AFFAIRE EPSTEIN

IED • 8 février 2026

Demande de réouverture de l’enquête française et de transparence 

sur les suites de l’enquête de 2019


En 2019, une enquête a été ouverte en France à la suite d’un signalement adressé au procureur de la République par Innocence en Danger, association de protection des enfants, concernant des éléments liés au réseau de Jeffrey Epstein et l’existence possible de victimes sur le territoire français.


Aujourd’hui, au regard des révélations récentes et de la mise en cause publique de plusieurs responsables politiques étrangers dans ce dossier, je demande solennellement la réouverture de cette enquête en France, dans l’intérêt supérieur des victimes présumées comme de l’ensemble des citoyens.


Les procédures menées aux États-Unis ont mis au jour l’ampleur d’un réseau transnational d’exploitation sexuelle de mineurs impliquant des personnalités de différents pays. Des éléments suggèrent l’existence d’un volet français qui mérite un examen approfondi par la justice de notre pays.

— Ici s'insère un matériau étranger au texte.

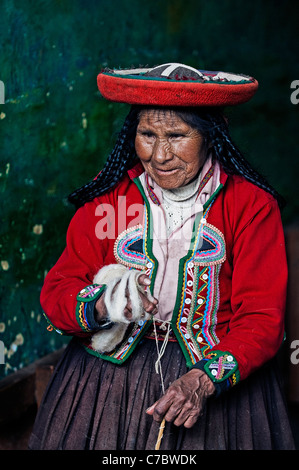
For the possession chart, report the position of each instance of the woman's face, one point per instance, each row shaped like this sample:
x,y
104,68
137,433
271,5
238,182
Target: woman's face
x,y
171,151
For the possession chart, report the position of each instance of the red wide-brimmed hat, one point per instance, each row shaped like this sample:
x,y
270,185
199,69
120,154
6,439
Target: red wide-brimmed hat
x,y
175,85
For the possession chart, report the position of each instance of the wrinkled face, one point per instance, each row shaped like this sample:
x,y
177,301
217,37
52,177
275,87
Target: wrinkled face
x,y
171,151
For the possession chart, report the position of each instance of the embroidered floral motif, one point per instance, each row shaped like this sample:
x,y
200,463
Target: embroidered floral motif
x,y
197,319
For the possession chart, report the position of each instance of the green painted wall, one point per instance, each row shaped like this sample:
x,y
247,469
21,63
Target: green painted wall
x,y
55,131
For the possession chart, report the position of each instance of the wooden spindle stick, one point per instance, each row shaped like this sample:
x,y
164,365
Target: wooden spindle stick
x,y
160,435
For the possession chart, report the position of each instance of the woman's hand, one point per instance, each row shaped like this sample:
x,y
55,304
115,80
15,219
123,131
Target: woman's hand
x,y
148,306
184,400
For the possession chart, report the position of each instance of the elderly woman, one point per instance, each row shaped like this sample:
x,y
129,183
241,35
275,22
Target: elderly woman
x,y
172,283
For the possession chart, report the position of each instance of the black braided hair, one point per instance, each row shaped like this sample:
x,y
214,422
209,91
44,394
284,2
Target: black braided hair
x,y
210,122
213,126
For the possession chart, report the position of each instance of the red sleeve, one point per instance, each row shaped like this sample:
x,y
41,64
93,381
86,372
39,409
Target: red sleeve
x,y
258,291
68,287
259,282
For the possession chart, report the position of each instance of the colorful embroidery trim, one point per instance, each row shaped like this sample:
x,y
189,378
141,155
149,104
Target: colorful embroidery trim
x,y
128,250
212,250
90,293
196,322
220,366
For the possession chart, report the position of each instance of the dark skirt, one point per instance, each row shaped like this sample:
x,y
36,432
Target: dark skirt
x,y
94,404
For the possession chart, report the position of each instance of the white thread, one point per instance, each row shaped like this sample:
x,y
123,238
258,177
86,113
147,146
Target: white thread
x,y
160,352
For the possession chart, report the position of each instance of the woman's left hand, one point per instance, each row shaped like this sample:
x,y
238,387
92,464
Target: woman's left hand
x,y
184,400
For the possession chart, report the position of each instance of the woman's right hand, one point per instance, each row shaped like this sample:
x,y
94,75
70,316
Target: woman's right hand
x,y
150,307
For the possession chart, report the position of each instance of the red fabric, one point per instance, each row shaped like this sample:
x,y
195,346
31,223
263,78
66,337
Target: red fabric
x,y
172,93
252,279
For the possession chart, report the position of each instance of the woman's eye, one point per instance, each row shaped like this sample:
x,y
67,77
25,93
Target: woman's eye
x,y
176,136
147,134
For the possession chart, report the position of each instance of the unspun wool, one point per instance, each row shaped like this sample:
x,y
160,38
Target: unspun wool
x,y
121,285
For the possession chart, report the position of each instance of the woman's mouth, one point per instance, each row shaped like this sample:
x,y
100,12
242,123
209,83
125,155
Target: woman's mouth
x,y
165,172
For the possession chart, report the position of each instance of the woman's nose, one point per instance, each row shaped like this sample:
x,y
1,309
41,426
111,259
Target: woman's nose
x,y
161,151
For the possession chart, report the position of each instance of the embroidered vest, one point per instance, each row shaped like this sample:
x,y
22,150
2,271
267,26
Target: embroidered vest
x,y
194,317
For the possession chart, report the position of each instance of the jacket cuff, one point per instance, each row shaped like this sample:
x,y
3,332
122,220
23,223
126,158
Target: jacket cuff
x,y
222,368
85,309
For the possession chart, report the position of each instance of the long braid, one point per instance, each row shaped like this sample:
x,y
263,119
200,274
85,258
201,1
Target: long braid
x,y
121,159
211,124
233,161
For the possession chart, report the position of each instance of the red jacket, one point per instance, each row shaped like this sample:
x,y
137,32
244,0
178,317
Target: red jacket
x,y
251,282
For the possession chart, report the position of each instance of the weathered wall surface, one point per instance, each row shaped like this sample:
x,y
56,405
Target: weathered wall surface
x,y
55,131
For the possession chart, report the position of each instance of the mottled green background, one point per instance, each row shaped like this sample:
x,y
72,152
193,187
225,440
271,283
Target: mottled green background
x,y
55,130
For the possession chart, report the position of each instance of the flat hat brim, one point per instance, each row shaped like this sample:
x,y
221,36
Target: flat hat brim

Je demande également que les autorités judiciaires informent le public des suites données à l’enquête ouverte en 2019, dans le respect du cadre légal et en veillant à préserver l’anonymat des victimes potentielles. Cette transparence est indispensable pour que les citoyens connaissent l’état réel des investigations.


Une enquête française pleinement rouverte, conduite de manière indépendante, permettrait d’apporter des éclaircissements indispensables sur d’éventuelles victimes en France, sur le rôle de ressortissants français cités dans les procédures étrangères, et sur la coopération effective des autorités françaises avec la justice américaine.


Au-delà du seul dossier Epstein, c’est la crédibilité de notre système de protection de l’enfance et de notre justice pénale face aux crimes sexuels sur mineurs qui est en jeu. 


Depuis des années, les organisations spécialisées alertent sur l’ampleur des violences faites aux enfants et sur les lacunes persistantes de la réponse institutionnelle.


J’appelle les autorités judiciaires françaises à réexaminer l’ensemble des éléments de cette affaire à la lumière des révélations et documents récemment rendus publics à l’étranger, et à informer clairement la population des décisions prises.


J’invite également les responsables politiques et les médias à se saisir de ces enjeux avec la gravité qu’ils méritent, non pas pour alimenter le sensationnalisme, mais pour garantir que la vérité puisse émerger et que les victimes ne soient plus réduites au silence.


Maitres Caty Richard, Nathalie Bucquet, Jean Sannier, François-Xavier Kozan et Mathias Darmon représentent Innocence en Danger dans cette affaire.